Njoku’s agent Drew Rosenhaus confirmed Njoku ended his trade request following some meetings with the Browns in a subsequent email to Cleveland.com’s Mary Kay Cabot:
Rosenhaus said in an email response that Njoku “has had some good meetings with the new Browns organization including GM Andrew Berry, and he has decided to give the team his full commitment right now and go from there.”
The Browns selected Njoku with the 29th overall pick in the 2017 NFL draft, the third of three first-round picks that year. After posting 1,025 receiving yards and 8 touchdowns between his rookie and sophomore seasons, Njoku missed all but four games last season due to a broken wrist suffered in Week 2. The Browns still exercised his fifth-year option in April, keeping him under contract until after the 2021-22 season.
At first glance, that would appear to make Njoku an odd man out in Cleveland’s latest splashy offseason. However, the man running the Browns offense, new head coach Kevin Stefanski, will almost definitely have a use for the former first-rounder.
Prior to landing in Cleveland, Stefanski had used two-tight end sets more than any other team as the offensive coordinator of the Minnesota Vikings. Tight ends Kyle Rudolph and Irv Smith Jr. saw an almost identical amount of targets, 48 to 47 respectively last year.

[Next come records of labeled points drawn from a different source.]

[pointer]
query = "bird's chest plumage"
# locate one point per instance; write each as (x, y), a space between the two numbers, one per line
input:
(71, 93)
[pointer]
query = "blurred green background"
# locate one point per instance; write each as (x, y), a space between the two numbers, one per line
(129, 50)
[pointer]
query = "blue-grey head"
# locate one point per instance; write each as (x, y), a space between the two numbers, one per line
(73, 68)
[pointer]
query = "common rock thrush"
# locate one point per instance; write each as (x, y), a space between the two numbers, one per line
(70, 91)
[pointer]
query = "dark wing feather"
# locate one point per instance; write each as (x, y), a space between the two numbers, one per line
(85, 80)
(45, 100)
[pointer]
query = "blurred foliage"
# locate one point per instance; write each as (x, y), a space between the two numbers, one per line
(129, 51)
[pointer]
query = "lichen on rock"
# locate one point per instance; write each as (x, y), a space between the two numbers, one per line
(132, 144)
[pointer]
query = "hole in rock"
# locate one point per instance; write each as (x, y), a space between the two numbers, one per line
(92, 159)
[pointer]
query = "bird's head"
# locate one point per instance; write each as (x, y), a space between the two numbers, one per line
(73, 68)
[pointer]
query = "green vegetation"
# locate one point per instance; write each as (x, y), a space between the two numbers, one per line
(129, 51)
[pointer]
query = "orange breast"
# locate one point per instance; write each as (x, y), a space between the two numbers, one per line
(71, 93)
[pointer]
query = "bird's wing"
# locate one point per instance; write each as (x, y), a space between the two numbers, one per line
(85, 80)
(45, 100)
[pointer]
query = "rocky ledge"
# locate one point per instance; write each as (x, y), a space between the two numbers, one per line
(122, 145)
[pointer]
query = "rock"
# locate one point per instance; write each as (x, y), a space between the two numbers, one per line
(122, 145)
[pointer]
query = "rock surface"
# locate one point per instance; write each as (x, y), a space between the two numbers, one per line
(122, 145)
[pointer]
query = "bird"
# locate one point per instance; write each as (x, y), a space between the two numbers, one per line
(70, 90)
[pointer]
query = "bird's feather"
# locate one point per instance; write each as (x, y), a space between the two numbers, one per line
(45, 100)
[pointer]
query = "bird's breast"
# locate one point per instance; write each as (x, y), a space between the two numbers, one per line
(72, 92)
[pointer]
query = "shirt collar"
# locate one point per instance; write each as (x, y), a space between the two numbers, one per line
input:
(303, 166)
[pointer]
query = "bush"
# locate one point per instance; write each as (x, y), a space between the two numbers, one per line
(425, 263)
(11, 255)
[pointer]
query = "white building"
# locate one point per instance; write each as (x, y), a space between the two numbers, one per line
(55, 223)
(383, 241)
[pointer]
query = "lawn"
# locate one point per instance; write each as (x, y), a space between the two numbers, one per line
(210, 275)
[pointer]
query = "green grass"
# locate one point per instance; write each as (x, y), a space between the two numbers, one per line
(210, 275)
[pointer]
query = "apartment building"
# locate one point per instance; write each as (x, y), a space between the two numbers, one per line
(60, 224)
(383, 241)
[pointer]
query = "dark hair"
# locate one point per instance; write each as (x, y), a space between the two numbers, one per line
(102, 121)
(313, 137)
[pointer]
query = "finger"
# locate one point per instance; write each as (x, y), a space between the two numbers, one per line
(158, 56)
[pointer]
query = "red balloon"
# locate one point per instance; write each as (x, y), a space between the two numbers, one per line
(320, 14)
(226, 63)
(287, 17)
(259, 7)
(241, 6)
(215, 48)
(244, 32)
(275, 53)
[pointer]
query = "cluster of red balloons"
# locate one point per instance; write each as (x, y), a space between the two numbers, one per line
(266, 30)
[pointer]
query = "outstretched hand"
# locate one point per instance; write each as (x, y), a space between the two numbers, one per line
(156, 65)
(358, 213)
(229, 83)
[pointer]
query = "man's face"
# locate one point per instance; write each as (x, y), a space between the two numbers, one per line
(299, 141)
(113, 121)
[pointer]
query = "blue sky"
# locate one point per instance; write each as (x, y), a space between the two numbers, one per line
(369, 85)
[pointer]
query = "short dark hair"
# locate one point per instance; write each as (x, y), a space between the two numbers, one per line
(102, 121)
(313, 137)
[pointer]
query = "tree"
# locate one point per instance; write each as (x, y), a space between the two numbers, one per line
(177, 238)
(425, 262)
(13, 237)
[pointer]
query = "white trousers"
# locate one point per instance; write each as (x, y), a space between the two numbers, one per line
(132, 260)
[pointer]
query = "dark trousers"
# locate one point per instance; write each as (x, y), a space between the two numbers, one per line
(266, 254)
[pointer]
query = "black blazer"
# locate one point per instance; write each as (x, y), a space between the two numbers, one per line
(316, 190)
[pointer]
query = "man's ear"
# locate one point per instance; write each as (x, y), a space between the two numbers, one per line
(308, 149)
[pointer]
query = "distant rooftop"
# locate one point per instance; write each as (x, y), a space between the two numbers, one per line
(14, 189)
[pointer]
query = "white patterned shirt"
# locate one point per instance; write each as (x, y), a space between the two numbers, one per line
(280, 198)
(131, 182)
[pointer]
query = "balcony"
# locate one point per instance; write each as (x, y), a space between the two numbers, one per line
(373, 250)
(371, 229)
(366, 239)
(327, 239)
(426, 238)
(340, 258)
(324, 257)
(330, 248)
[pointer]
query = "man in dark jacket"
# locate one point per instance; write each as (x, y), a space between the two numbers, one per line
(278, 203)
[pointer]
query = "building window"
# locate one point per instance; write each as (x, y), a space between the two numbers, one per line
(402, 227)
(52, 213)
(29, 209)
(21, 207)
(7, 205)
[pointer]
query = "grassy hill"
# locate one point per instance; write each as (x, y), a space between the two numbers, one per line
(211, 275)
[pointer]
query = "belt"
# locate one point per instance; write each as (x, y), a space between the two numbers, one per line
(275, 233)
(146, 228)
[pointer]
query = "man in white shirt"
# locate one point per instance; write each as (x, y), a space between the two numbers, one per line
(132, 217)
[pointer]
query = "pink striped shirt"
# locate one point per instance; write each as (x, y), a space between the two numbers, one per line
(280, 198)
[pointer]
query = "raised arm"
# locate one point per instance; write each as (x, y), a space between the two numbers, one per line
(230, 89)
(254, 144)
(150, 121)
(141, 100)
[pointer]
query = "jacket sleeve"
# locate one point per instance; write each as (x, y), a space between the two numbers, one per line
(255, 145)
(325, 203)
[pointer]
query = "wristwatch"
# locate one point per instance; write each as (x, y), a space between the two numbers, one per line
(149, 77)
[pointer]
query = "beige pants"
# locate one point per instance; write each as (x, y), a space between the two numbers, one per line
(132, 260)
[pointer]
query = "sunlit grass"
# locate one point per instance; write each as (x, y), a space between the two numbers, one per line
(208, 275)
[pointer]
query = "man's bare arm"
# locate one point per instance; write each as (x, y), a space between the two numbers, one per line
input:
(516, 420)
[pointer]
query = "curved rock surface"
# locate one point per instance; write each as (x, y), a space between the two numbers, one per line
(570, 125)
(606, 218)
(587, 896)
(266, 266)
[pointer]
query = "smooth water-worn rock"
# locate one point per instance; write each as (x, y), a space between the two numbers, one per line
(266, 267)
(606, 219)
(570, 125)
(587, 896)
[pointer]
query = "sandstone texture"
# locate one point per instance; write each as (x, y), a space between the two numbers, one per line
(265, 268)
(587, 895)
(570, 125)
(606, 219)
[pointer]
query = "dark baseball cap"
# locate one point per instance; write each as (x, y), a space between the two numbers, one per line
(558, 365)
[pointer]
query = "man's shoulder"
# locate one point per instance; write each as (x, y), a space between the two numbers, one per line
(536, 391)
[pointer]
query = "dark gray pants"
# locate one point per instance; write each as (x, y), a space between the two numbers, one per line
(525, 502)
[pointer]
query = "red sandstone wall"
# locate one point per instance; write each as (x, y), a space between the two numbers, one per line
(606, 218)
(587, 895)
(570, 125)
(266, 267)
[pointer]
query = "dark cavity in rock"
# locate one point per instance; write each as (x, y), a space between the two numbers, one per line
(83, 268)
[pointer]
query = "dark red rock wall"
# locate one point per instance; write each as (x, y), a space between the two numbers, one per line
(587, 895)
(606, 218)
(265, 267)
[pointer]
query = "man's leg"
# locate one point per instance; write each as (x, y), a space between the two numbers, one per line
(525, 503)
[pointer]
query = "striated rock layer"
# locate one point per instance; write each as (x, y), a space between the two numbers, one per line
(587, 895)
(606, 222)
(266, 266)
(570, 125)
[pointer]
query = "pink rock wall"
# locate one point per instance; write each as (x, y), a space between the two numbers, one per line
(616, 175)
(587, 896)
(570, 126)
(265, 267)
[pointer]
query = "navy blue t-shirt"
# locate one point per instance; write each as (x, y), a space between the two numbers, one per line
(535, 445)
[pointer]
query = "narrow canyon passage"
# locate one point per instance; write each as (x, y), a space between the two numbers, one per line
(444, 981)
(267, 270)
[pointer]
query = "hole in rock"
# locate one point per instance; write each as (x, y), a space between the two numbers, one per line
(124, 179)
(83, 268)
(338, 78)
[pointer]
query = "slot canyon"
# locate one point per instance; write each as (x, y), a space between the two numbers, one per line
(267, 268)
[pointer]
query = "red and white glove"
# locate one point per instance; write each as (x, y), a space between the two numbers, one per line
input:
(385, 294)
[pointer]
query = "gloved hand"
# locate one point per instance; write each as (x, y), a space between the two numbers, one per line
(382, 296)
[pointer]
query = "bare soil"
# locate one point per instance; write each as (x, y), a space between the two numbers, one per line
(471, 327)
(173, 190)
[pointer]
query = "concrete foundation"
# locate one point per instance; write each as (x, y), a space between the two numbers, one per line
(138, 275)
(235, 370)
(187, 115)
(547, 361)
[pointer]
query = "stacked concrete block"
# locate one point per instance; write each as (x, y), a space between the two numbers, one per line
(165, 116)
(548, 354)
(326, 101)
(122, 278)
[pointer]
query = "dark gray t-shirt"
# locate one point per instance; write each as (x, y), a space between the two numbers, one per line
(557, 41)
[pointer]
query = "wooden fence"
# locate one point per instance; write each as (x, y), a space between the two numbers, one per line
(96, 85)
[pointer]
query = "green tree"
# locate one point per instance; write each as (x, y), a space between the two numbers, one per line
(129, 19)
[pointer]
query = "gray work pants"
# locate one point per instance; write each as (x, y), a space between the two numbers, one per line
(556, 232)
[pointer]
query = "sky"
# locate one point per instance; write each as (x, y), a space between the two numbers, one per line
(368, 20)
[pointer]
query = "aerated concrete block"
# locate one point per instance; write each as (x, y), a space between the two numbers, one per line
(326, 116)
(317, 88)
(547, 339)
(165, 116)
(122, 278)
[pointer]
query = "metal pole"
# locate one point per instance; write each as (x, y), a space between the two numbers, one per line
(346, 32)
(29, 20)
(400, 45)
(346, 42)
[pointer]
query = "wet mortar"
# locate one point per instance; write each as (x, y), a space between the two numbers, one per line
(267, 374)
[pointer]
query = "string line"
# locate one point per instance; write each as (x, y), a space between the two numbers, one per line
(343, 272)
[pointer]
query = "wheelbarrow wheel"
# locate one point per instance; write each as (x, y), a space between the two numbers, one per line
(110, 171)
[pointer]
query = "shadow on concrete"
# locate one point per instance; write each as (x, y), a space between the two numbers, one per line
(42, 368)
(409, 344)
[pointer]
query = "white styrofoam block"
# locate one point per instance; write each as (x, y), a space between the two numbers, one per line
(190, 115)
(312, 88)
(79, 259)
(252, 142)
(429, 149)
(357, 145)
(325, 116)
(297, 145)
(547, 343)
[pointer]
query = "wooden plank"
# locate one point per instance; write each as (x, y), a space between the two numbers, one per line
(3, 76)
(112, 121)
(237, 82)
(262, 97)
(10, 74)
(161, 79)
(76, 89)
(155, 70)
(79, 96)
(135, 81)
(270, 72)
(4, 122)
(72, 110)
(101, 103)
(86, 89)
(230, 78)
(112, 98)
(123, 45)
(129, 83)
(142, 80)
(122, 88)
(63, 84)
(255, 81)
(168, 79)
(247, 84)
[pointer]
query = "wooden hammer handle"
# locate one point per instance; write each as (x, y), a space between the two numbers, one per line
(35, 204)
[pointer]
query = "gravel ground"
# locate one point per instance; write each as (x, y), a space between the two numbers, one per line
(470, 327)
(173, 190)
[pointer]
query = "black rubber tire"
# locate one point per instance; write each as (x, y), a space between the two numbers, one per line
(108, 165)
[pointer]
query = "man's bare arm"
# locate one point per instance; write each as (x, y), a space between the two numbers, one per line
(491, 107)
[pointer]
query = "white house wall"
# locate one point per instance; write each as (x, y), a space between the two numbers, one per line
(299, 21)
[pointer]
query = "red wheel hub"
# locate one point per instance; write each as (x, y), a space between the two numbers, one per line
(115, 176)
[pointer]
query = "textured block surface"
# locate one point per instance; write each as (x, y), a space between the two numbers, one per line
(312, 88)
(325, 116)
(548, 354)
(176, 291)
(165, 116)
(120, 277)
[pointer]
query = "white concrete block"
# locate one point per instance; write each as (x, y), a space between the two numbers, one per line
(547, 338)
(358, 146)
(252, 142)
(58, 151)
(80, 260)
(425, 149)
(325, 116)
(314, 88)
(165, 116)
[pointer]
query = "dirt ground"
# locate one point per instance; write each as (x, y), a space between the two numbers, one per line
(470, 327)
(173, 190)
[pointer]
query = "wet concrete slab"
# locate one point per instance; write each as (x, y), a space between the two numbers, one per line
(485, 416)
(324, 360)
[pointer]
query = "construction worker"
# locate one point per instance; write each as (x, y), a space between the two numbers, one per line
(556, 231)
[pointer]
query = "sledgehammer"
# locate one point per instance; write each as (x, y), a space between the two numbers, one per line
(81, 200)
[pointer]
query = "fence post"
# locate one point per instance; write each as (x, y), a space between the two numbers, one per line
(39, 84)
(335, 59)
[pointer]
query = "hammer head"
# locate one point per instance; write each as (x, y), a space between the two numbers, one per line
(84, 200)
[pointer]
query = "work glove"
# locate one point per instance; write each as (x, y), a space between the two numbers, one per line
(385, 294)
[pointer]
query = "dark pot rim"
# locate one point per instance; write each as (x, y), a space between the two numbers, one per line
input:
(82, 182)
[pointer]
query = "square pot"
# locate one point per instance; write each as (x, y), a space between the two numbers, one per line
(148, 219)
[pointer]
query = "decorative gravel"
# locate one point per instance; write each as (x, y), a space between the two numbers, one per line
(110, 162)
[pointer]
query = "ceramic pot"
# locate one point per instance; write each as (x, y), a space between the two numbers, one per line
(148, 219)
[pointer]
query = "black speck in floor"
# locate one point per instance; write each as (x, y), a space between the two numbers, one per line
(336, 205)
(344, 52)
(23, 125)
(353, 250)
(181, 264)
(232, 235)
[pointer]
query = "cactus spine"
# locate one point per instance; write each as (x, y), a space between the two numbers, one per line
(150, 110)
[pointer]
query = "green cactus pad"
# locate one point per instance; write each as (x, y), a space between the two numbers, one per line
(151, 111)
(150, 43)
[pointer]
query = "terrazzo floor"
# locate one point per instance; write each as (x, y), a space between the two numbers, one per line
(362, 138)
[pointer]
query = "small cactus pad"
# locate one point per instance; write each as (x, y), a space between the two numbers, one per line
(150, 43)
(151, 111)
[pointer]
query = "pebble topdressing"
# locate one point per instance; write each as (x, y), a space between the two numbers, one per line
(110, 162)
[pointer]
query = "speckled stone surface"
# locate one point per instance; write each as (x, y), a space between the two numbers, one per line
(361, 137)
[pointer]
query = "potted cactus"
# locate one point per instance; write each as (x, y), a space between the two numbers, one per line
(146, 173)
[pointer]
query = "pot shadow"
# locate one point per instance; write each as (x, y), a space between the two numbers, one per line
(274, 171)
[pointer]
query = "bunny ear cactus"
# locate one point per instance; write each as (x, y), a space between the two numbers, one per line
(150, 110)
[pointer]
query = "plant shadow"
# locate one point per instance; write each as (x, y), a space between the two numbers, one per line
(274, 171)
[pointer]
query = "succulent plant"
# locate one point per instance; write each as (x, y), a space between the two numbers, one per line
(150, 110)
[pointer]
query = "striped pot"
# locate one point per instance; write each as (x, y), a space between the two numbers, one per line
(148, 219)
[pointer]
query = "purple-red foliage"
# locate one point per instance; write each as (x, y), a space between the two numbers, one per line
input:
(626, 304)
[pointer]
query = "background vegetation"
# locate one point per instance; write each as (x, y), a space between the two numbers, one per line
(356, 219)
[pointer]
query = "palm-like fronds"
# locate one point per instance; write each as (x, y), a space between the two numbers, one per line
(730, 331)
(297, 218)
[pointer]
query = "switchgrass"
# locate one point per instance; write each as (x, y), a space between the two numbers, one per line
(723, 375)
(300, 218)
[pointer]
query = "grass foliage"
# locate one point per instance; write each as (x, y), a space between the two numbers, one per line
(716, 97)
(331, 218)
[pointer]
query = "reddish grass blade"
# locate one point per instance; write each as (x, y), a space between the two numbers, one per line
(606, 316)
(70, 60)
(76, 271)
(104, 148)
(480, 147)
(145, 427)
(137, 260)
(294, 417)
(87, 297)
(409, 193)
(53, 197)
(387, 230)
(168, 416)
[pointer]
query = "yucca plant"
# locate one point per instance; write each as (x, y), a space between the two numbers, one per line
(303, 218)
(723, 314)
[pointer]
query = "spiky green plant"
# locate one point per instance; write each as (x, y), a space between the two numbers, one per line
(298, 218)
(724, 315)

Kevin Stefanski’s Vikings offense had at least two tight ends on the field 53 percent of the time this season. No team used multiple tight end sets more. #Browns
In Hooper and Njoku, Stefanski has two players that would be worth using to maintain that trend. Stefanski said as much following Hooper’s signing and the drafting of Florida Atlantic tight end Harrison Bryant in the fourth round of the 2020 NFL draft.
“I see guys you don’t have to leave in one position,” Stefanski said. “Versatility is the key for us. We will be in 12 personnel (one back, two tight ends) and we’ll be 13 (one back, three tight ends). What we don’t want to do is become predictable. We’ll have different formations out of each personnel group. We’re trying to be difficult to defend … we want (tight end) to be a position of strength for us.”
This was all known before Njoku lobbied his trade request, but it might have taken a full breakdown of the Browns’ plan for the offense to convince him that it would be worth sticking around.